Yeah, I rallied for that ,but my suggestion got vetoed. Guess I'll haveta get the grinder on my own...
	

	
	
		
		



		
		
	


	





As for BBQ here, we have a couple of ho-hum spots and then there is Cecil's which is outstanding. The brisket is the best I've tasted.


----------



## cheech (Aug 6, 2007)

Doc that is probably a good idea, I had the attachment and I think my kitchen aid met its match. It can handle smaller quantities but anything more than that and it is too much for the machine.


----------



## deejaydebi (Aug 7, 2007)

What do you guys do to keep your leftover icecream from geting hard in the freezer? Everytime I make it we have some left and it gets really hard and crystally.


----------



## doc (Aug 7, 2007)

Debi, I have never had that problem before...leftover homemade icecream that is! 
	

	
	
		
		



		
		
	


	





It has something to do with the icecream getting into deep freeze temps quickly. I don't think the avg freezer is cold enough to get  that initial deep freeze you need. Slow freezing is what  makes the big crystals, also if you make a custard the egg helps to emulisfy more.
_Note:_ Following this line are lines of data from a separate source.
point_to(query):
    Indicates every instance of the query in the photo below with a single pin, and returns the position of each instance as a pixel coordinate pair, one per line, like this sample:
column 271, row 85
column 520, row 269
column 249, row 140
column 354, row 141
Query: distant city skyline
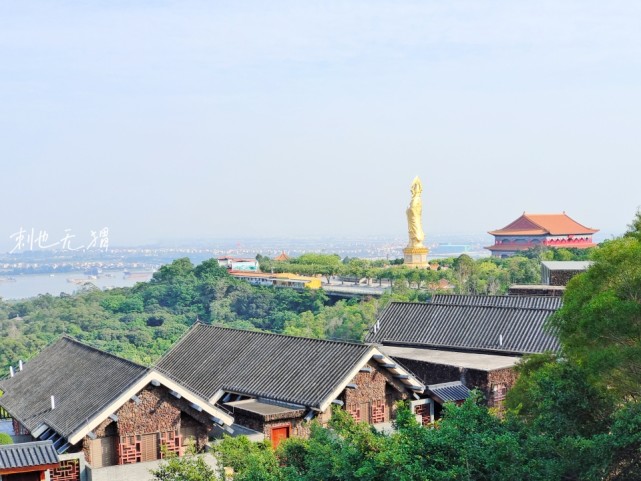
column 169, row 121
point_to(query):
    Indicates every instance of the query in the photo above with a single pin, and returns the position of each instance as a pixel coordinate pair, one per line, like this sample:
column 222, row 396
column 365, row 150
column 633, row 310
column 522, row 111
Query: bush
column 5, row 439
The hardness is from the density of  the icecream, most homemade freezers don't incorporate much air into the mix. Just do like your favorite pint of haagen-dazs and let it temper for a few mins on  the  counter.


----------



## cheech (Aug 7, 2007)

I just let it sit out for a bit or use it in the blender with a bit of milk and basically make a shake out of it.  I am told that I am restricted from ice cream until I loose some weight. I was just reminded that also includes fatties.


----------